CALGARY -- Ask a Calgarian to tell you the name of the community bordered by Stampede Park to the south, the East Village to the north, the Elbow River to the east and Centre Street to the west, and they'll likely answer Victoria Park.
CTrains on the red line stop at the Victoria Park/Stampede station. Real estate websites currently offer dozens of listings for condos in Victoria Park.
The Calgary Municipal Land Corporation's Rivers District Master Plan, which includes the future arena, envisions a "vibrant, high-density, mixed-use community" in east Victoria Park.
But, according to the City of Calgary, there are currently no residents of Victoria Park as the community doesn't exist. The name was removed from the city's list of recognized communities in the early 2000s.
The residents of the high-rises that cast shadows over Olympic Way in the evening, an area that had been primarily single-family homes built in the early 1900s , officially live in the Beltline. Only a scattering of the original houses remain.
Even CTV Calgary's coverage of the February 2019 fire that destroyed the historic Enoch House near the intersection of Macleod Trail and 12th Ave. S.E. incorrectly referred to the community as Victoria Park.

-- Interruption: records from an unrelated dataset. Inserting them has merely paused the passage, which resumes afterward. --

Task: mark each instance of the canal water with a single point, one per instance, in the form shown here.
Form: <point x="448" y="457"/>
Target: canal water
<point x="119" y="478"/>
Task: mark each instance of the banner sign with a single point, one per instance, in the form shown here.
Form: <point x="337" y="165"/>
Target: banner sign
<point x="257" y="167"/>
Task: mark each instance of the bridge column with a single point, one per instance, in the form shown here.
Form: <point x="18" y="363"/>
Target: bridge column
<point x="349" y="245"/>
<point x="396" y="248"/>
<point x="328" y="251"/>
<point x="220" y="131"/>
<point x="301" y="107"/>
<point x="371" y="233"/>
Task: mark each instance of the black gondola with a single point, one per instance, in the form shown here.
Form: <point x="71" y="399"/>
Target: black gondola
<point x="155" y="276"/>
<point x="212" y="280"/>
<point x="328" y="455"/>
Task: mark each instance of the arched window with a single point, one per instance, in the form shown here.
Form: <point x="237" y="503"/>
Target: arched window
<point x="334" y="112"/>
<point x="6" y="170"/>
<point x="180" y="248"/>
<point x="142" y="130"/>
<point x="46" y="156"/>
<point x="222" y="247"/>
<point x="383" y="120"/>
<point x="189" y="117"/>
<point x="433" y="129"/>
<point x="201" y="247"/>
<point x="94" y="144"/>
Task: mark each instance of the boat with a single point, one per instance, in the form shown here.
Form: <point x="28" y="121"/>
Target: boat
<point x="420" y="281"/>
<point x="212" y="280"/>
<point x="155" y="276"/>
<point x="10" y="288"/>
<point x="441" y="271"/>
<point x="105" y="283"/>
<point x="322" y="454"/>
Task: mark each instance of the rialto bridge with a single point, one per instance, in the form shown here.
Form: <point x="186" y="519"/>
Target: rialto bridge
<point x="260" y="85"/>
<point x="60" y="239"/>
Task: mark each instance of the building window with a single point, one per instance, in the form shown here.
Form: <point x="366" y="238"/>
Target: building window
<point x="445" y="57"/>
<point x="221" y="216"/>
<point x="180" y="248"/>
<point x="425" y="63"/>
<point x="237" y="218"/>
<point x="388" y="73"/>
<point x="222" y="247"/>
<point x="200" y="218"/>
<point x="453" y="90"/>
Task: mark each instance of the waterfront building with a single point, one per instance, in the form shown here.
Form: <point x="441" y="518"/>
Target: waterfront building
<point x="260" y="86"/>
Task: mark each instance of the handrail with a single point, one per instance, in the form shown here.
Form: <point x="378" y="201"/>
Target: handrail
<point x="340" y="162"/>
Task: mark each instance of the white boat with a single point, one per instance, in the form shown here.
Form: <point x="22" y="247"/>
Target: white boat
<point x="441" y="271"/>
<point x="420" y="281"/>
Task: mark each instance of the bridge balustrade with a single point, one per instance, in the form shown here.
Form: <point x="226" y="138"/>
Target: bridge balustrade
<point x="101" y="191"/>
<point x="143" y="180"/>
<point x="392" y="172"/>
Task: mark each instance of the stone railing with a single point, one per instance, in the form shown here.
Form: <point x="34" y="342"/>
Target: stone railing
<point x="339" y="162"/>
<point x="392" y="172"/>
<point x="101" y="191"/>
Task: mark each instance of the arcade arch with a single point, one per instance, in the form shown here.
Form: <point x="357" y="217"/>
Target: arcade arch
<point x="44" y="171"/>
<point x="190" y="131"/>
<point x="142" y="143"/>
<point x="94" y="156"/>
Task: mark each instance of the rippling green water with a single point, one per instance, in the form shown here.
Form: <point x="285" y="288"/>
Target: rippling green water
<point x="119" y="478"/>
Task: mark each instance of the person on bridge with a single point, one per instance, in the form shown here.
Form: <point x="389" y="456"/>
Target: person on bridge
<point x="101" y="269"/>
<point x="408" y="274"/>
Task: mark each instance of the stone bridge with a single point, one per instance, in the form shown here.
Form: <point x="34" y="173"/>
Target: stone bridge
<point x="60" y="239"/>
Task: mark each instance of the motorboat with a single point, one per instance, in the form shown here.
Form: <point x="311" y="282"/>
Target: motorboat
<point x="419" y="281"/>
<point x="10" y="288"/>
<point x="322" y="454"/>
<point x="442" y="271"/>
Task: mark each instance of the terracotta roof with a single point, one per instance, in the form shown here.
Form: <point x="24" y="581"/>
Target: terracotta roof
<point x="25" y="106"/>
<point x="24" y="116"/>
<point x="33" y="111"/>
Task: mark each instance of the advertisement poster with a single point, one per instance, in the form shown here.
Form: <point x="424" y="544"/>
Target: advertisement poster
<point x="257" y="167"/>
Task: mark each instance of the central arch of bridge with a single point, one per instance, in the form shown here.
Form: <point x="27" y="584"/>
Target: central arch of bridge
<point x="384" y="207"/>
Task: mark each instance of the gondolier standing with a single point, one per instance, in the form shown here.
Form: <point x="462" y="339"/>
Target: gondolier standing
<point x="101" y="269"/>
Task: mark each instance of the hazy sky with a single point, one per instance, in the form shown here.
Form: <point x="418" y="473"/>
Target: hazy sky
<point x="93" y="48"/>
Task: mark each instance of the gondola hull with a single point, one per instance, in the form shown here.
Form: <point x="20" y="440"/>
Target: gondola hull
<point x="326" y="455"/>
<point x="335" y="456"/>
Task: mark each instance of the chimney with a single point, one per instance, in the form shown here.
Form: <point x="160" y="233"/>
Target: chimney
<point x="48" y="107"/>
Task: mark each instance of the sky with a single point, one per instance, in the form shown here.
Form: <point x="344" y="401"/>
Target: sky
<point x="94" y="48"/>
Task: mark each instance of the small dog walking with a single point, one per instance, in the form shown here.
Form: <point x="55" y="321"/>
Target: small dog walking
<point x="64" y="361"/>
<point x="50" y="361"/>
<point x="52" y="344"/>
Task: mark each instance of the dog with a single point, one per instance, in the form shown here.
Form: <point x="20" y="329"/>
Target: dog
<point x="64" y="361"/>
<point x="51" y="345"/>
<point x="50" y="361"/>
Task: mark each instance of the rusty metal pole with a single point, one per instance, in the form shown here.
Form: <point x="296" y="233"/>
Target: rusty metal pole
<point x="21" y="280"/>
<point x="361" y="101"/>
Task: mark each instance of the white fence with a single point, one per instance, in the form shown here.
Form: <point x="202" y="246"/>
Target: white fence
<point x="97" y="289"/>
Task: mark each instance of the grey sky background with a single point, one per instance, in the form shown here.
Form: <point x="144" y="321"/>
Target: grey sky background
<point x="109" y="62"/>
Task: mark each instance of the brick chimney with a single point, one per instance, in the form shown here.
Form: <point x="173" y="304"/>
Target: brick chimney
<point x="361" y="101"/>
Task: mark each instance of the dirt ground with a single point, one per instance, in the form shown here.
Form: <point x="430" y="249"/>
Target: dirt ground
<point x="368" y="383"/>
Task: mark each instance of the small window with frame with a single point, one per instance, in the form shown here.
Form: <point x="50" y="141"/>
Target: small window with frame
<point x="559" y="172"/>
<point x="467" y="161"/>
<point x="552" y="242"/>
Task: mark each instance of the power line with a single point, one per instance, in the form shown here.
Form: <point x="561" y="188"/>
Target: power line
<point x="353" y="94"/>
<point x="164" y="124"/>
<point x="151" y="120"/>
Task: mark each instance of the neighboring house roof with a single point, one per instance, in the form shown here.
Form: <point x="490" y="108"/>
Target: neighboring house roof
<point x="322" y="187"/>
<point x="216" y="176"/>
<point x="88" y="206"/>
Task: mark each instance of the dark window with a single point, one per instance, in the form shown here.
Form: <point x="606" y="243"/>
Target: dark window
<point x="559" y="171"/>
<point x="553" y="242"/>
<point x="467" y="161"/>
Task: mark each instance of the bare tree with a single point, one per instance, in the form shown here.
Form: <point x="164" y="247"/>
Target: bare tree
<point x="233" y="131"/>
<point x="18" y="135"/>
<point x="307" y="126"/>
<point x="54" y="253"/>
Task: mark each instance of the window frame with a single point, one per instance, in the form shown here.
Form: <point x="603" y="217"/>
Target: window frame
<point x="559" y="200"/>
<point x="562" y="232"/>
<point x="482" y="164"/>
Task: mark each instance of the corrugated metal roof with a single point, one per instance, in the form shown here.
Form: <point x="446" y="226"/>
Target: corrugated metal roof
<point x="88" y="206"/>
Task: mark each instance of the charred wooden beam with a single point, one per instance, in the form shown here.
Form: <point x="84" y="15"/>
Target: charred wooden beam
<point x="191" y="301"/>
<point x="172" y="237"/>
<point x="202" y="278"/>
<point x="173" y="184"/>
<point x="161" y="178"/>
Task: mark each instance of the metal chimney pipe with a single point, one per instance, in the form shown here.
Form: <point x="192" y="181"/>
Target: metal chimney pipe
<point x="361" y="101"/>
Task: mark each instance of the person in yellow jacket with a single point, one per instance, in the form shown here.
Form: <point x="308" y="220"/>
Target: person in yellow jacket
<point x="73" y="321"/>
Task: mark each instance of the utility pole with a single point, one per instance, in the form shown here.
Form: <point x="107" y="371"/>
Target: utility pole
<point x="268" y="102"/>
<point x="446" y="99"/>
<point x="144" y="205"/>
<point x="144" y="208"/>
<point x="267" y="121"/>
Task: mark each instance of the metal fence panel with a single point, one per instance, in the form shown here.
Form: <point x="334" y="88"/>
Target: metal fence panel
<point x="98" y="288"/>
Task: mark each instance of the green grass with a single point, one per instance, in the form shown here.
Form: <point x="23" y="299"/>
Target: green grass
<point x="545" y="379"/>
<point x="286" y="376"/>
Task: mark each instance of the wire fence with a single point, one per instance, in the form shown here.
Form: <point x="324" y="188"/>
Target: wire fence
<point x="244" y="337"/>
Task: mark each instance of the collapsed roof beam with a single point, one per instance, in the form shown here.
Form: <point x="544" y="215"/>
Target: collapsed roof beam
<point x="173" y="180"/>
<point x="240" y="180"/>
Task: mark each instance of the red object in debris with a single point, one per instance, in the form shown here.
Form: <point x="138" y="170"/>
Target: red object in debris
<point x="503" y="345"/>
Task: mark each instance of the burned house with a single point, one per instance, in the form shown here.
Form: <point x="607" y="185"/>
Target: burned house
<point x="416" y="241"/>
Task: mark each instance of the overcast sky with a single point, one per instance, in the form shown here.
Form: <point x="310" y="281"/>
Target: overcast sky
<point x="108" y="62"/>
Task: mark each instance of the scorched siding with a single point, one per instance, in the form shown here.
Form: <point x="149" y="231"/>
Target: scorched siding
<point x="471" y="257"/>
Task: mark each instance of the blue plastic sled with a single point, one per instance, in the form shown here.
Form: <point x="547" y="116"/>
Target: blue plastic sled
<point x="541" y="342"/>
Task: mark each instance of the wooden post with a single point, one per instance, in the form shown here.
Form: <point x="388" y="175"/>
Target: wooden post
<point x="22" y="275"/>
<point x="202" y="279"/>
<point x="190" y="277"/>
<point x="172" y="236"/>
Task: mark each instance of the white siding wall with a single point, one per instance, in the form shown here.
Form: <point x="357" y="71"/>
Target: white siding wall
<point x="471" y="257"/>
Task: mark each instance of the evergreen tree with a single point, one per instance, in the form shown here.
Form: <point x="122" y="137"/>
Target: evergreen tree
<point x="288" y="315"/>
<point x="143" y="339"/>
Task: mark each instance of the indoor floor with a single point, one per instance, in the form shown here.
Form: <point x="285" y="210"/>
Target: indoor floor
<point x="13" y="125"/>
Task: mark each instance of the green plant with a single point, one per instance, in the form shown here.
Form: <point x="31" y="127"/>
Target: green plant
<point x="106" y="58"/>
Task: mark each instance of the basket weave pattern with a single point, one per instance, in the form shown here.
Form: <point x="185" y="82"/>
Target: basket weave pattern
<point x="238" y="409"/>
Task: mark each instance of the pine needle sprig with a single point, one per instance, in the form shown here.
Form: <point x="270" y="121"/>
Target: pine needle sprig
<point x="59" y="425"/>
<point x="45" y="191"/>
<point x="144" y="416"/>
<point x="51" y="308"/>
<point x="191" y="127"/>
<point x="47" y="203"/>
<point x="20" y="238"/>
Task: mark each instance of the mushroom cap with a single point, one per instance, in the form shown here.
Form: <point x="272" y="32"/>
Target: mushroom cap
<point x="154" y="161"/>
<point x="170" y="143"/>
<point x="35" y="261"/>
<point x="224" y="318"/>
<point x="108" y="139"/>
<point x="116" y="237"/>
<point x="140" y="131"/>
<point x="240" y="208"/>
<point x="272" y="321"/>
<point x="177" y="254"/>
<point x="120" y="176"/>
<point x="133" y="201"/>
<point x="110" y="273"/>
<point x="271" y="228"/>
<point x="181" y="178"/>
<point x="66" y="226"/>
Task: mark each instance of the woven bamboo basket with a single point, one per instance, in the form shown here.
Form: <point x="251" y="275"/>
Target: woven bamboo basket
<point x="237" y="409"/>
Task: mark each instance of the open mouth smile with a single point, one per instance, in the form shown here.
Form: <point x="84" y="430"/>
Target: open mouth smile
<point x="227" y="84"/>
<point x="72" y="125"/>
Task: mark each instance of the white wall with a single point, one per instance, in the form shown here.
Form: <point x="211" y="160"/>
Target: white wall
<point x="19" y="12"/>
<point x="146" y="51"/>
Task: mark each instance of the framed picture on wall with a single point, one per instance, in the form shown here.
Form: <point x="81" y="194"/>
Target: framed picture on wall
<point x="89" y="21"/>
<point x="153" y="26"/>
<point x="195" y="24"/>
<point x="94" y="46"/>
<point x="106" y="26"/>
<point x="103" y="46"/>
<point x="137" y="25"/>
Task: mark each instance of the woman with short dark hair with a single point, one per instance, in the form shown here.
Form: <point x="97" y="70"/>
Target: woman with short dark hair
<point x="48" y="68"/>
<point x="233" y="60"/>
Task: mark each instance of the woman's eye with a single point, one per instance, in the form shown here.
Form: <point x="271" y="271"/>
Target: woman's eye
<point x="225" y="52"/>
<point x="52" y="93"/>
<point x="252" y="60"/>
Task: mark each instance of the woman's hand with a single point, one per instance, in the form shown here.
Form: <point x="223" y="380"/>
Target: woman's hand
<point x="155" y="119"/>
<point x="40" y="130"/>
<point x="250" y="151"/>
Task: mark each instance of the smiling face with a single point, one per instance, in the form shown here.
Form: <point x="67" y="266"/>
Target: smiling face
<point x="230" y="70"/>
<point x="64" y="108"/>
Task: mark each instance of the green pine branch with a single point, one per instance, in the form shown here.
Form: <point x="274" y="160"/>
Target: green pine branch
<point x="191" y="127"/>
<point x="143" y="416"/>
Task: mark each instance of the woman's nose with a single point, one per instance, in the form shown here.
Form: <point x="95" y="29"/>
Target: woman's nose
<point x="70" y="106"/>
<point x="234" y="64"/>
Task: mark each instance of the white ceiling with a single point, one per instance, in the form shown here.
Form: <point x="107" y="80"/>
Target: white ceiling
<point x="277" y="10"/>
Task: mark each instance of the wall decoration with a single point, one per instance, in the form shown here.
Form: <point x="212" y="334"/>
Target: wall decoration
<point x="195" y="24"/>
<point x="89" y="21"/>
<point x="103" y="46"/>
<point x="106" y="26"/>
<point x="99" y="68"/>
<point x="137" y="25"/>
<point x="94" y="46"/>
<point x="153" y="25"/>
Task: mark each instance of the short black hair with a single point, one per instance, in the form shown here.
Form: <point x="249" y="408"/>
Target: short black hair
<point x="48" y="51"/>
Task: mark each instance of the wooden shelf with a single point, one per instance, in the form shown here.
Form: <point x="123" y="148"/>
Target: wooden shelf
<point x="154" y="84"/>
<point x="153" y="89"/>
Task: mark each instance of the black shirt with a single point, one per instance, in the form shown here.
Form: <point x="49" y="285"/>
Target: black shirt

Shortly after the turn of the century, the communities of Victoria Park and Connaught were amalgamated into the Beltline with little fanfare and their names were removed from the map.
The Beltline Neighbourhoods Association, the community association that represents the area between the Elbow River and 14th Street S.W., recognizes the history and considers itself to be a community comprised of four distinct neighbourhoods: West Connaught, Connaught Centre, Victoria Centre and East Victoria.
History of Victoria Park
Historian Harry Sanders, who authored the Historic Walks of Calgary, says the name Victoria Park was originally adopted by Calgary's fairgrounds, which would eventually become Stampede Park, following the death of Queen Victoria in 1901. The residential district to the north of the exhibition park elected to embrace the Victoria Park moniker and kept the name even after the fairgrounds swapped names to reflect the fact that it hosted the Calgary Stampede.
Sanders adds that the Calgary General Hospital was built in 1885 in Victoria Park but the site was abandoned when a modern Calgary General Hospital was constructed across the Bow River in Bridgeland in 1910.
Calgary's first streetcar route, which connected downtown Calgary with the exhibition grounds, cut a path through Victoria Park when it opened in 1909 and led to the introduction of commercial businesses to the area.
The community was further altered in the years following the economic downturn of 1913. In the decades to follow, many single-family homes in the area were transformed into duplexes, apartments or boarding houses. Sanders says the area was rife with crime, social problems and inner city decay when the 1960s arrived.
Amalgamation into the Beltline
Thom Mahler, manager of urban initiatives with the City of Calgary, says a movement spearheaded by Alderman Madeline King and area residents in the early 2000s led to the creation of a single community to represent what had been Victoria Park and Connaught.
"In 2003, Council, in response to grassroots initiatives and desires within the area, merged the communities of Connaught and Victoria Park into one unified planning district called 'Beltline', named after the former streetcar line that served the area," explained Mahler.
The Beltline Area Redevelopment Plan (ARP) was officially approved in 2006.